Im Herbst habe ich das Fass an eine andere Stelle gestellt und mir gedacht, ich warte mal ab, wie sich alles nach dem Winter entwickelt. Das Fass war ziemlich durchgefroren - ich habe nicht damit gerechnet, dass da was überlebt... !

Im Frühling haben wir uns dann daran gemacht, das Fass noch einmal auszuschrubben, neues Wasser einzufüllen - und dann abzuwarten, was passiert.

Ich bin mal wieder schwer beeindruckt von der Natur  - tatsächlich sind drei Pflanzen wieder grün und auch die Seerose treibt Blätter aus! Das Wasser bleibt jetzt klar (ENDLICH!) und auch der neue Standort scheint nun der richtige zu sein.

Was ich allerdings nicht beurteilen kann: sehen Seerosen im Frühling so aus? Ich finde, die (sehr vielen) Blätter sind eher mickrig - kommt das im Laufe des Frühlings/Sommers noch oder hat sie doch "einen mitbekommen" im strengen Winter? 

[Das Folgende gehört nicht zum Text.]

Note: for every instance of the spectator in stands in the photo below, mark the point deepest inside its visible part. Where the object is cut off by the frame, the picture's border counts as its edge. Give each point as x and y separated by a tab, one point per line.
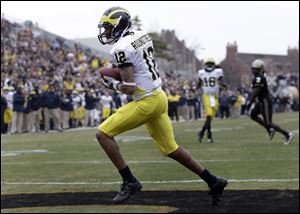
18	110
90	105
224	100
52	109
3	107
35	109
66	106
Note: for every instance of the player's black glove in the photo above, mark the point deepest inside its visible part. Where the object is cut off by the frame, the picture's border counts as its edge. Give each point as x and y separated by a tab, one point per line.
110	83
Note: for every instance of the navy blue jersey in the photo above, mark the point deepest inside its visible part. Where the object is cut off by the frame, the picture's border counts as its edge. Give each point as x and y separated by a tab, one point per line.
260	81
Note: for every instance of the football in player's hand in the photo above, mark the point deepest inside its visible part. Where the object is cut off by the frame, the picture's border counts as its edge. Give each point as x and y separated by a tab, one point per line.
111	72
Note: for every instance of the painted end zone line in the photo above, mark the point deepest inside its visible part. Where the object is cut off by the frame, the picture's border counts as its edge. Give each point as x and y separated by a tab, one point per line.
147	182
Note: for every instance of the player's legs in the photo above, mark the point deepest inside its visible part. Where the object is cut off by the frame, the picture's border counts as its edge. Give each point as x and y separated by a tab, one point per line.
125	118
267	114
161	131
254	115
210	106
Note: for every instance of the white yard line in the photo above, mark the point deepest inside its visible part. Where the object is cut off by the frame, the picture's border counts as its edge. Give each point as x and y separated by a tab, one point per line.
148	182
142	162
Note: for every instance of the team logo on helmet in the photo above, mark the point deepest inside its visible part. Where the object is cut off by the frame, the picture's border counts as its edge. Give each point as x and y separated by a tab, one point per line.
114	23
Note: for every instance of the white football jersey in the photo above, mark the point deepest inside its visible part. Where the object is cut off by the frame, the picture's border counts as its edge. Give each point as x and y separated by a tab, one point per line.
136	49
106	100
210	83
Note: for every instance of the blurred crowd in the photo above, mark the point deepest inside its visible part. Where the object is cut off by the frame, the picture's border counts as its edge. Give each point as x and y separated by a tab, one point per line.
48	85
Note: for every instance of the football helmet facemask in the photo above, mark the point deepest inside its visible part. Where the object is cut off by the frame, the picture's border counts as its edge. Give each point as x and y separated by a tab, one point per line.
209	64
257	67
114	23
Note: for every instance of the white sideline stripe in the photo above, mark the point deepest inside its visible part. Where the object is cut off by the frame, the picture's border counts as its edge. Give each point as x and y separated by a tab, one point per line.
148	182
145	162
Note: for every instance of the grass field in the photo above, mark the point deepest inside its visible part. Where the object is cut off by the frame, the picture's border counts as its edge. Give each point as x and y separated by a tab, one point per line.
73	161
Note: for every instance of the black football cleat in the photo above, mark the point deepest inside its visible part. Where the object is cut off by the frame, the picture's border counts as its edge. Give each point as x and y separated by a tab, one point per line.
209	137
126	191
217	189
289	138
200	136
271	133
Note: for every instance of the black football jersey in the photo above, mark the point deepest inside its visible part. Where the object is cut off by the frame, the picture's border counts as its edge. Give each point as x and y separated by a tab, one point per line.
260	81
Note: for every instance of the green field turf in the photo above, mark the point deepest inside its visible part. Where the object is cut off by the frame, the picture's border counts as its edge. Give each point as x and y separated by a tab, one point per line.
73	160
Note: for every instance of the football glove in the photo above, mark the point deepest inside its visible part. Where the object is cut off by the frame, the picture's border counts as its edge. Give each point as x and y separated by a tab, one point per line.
110	83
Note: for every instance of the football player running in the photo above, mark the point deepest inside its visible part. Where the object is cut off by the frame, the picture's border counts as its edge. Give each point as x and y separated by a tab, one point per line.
210	80
263	102
133	54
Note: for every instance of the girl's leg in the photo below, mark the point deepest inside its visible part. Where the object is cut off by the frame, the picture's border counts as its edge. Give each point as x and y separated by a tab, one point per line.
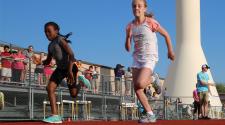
141	79
51	95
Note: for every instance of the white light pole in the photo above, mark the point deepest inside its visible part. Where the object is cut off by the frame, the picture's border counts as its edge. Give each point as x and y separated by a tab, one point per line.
181	78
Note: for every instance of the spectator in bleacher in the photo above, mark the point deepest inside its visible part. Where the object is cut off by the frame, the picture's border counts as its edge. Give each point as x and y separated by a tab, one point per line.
196	111
6	60
119	72
39	70
88	74
28	53
203	88
18	67
128	81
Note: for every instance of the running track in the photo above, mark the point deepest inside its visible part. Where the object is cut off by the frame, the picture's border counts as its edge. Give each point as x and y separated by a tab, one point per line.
159	122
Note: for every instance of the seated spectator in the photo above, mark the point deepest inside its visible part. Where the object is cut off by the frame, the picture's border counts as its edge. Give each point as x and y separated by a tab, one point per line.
88	74
18	67
28	53
6	60
155	96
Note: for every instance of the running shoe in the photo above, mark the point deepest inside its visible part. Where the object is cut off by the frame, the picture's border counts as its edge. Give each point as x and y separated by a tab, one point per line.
53	119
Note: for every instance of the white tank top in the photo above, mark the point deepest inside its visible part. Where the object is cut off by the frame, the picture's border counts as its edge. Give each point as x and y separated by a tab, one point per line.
145	40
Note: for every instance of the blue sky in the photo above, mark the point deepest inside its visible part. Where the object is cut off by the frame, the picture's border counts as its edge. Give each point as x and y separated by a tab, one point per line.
98	28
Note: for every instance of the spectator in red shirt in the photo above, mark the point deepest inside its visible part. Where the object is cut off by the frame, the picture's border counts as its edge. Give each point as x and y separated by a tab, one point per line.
6	59
18	67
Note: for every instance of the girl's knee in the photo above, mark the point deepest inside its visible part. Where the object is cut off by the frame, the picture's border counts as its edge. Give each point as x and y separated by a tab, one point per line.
140	85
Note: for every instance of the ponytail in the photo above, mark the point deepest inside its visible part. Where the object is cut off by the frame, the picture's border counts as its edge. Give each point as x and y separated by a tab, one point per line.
66	36
151	15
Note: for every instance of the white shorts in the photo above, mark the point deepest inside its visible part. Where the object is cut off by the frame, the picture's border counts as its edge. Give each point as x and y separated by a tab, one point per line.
148	64
6	72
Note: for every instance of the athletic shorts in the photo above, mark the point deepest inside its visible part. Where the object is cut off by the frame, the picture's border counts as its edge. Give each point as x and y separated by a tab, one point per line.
203	97
59	74
148	64
6	72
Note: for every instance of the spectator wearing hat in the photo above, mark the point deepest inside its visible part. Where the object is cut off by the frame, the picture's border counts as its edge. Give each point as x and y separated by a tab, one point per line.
203	88
6	60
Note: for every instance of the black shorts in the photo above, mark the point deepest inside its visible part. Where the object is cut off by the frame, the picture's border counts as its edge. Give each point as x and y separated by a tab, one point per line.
59	74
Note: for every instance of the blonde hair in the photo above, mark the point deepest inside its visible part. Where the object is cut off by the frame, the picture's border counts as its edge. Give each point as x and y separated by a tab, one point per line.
146	5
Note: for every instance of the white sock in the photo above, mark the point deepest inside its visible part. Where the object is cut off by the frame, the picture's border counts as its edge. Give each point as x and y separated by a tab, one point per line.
150	113
153	79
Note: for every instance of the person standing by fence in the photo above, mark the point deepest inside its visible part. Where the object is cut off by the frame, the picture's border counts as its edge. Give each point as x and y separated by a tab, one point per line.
203	88
6	60
119	72
196	103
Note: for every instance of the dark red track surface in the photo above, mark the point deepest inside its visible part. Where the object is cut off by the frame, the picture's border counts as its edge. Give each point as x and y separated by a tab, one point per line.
159	122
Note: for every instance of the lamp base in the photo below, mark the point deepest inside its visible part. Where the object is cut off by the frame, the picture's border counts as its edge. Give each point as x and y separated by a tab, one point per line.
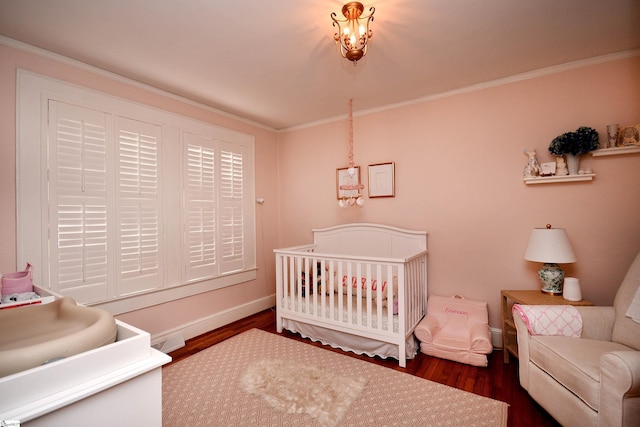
552	278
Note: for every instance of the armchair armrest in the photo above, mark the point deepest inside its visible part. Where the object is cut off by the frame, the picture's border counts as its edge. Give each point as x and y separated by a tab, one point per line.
597	322
427	328
619	388
480	338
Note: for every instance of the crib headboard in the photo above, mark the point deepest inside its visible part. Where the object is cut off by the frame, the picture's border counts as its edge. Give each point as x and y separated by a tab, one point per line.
370	240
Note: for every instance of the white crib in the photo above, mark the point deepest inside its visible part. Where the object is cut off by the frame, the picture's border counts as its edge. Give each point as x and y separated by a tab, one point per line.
359	287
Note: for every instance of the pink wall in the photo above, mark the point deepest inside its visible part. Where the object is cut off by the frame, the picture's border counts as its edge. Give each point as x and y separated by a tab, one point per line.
184	311
459	163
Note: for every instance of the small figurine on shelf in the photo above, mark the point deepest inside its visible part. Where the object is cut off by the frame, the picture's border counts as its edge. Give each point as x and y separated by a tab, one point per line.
532	169
561	166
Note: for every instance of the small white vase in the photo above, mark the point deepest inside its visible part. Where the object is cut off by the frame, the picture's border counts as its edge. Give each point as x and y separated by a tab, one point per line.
573	163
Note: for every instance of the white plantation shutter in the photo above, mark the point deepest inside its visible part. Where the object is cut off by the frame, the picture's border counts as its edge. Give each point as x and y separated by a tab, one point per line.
200	231
78	200
126	206
139	205
232	221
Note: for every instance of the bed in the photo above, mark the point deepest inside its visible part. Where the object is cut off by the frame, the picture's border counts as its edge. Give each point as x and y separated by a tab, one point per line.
359	287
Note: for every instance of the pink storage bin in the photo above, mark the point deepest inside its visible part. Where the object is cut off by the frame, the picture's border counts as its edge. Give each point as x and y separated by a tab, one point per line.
18	282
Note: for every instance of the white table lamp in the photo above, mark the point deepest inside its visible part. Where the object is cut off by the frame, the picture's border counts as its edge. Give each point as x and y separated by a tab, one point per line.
550	246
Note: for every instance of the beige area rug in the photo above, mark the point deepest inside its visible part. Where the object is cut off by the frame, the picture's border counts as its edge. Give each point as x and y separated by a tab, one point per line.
205	390
299	388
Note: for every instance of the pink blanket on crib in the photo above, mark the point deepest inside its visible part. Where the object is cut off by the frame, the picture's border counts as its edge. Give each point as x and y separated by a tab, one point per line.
562	320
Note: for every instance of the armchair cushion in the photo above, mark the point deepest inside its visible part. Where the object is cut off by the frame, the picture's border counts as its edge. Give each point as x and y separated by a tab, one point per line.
562	320
573	362
455	329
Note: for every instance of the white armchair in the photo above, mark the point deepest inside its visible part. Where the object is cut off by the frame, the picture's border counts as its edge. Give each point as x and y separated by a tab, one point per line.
593	380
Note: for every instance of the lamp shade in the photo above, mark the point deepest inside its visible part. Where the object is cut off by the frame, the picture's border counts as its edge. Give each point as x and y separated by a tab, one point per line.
549	245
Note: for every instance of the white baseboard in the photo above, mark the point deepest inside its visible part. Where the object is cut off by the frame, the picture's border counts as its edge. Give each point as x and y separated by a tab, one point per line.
216	320
496	337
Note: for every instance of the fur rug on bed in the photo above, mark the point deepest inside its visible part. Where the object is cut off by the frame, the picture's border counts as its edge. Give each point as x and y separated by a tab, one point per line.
296	388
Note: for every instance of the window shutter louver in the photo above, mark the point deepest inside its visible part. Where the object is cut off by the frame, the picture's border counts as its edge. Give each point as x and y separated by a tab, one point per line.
139	206
124	206
232	223
200	207
78	200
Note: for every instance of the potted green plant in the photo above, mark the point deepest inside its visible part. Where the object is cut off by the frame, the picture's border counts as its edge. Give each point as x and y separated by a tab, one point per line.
573	144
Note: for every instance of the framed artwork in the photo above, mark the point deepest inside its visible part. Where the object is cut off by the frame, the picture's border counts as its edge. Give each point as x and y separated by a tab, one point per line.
382	180
344	180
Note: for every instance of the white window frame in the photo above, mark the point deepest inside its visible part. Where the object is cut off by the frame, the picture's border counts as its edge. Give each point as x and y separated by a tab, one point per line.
34	92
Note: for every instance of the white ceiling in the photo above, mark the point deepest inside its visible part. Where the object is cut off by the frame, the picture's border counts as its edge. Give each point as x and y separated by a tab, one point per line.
274	62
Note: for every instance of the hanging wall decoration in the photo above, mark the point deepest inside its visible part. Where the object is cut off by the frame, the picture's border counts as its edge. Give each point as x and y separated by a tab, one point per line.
348	179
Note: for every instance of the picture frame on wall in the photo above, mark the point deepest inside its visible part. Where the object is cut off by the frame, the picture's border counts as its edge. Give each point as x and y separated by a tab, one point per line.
343	179
382	180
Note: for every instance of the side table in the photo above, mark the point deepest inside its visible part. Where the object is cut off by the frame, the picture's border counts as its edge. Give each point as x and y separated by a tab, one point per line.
509	339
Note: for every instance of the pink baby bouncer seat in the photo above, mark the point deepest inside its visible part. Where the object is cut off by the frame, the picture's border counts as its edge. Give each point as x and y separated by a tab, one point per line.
456	329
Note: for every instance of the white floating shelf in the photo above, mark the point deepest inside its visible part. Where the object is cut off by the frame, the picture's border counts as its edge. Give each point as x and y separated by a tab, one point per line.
616	150
555	179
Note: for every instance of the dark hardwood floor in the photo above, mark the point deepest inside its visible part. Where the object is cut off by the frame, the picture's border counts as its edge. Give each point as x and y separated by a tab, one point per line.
497	381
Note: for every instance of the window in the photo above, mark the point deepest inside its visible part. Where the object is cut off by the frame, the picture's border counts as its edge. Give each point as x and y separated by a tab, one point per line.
98	186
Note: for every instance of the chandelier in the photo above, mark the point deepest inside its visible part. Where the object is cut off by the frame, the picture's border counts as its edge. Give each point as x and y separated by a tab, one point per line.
353	32
347	196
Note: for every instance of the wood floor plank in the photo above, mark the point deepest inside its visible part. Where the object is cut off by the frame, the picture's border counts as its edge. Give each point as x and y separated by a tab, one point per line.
497	381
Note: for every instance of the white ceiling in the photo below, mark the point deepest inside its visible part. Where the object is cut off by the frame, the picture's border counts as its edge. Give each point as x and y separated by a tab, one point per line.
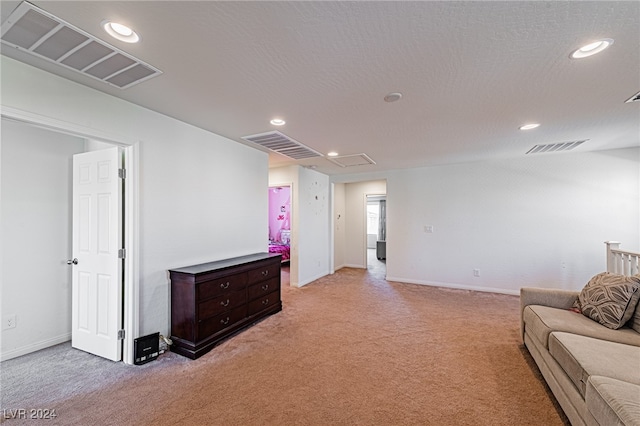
470	73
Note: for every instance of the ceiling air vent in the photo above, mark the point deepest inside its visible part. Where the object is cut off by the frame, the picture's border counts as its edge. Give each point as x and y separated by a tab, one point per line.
352	160
282	144
46	36
556	147
634	98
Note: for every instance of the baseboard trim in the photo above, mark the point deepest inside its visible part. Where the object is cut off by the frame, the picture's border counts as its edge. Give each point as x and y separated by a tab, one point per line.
24	350
456	286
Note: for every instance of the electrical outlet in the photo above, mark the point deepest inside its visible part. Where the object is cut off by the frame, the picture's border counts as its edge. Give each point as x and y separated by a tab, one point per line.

Ach so, bitte daran denken, dass bei uns hier im hohen Norden das Wetter zwar auch schon sehr schön war, aber noch nicht so wie im Westen oder Süden...

Hier die Bilder:

Und auch ein Bild von meiner Mini-Azalee, das ist so hübsch!

Ehrlich gesagt hatte ich im letzten Jahr keine Lust mehr auf den Miniteich, aber jetzt werde ich doch weitermachen!

Viele Grüße
aus dem im Moment kühlen Norden!


----------



## niri (20. Mai 2011)

*AW: Miniteich im Weinfass - nach dem ersten Winter: Seerose*

Hallo Feuerkatze,

es freut mich, dass dein Fassteich sich nun gut entwickelt hat! Deine Seerose hat den Winter heil überstanden, das ist schon mal ganz sicher . Ich würde ihr jetzt noch einen Düngerkegel gönnen und dann auf Blüten warten . Steht dein Teich jetzt eher schattig?

LG
Ina


----------



## niri (20. Mai 2011)

*AW: Miniteich im Weinfass - nach dem ersten Winter: Seerose*

Habe jetzt das Bild der Seerose noch mal genauer angeschaut, wächst sie nur in diesem Granulat ohne Lehm/Sandgemisch? Wenn ja, würde ich die Seerose noch umpflanzen in Lehm/Sand und erst dabei dann düngen. Ein Düngerkegel im Granulat bringt der Seerose weinig, der Dünger wird mit ziemlicher Sicherheit sehr schnell einfach ins Wasser entweichen :shock


----------



## Feuerkatze (20. Mai 2011)

*AW: Miniteich im Weinfass - nach dem ersten Winter: Seerose*

Die Düngekügelchen habe ich noch im Gartenschrank, auch Sand-Lehmgemisch wird noch angeschafft!

Das Fass steht jetzt eher in der Sonne, wobei ich davon nicht so viel im Garten habe - so ca. 2 Stunden, dann verschwindet sie hinter den Bäumen und kommt nachmittags noch mal für 2-3 Stunden raus. Vorher hatte das Fass weniger Sonne, jetzt bekommt es die insgesamt 4-5 Stunden gut mit, aber eben keine Mittagshitze - und das scheinen die Pflanzen zu mögen!

Ok, also so sehen die Seerosen nach dem Winter aus, da bin ich beruhigt!

Nächstest Wochenende geht es los, da wird das Fass wieder richtig hergerichtet !


----------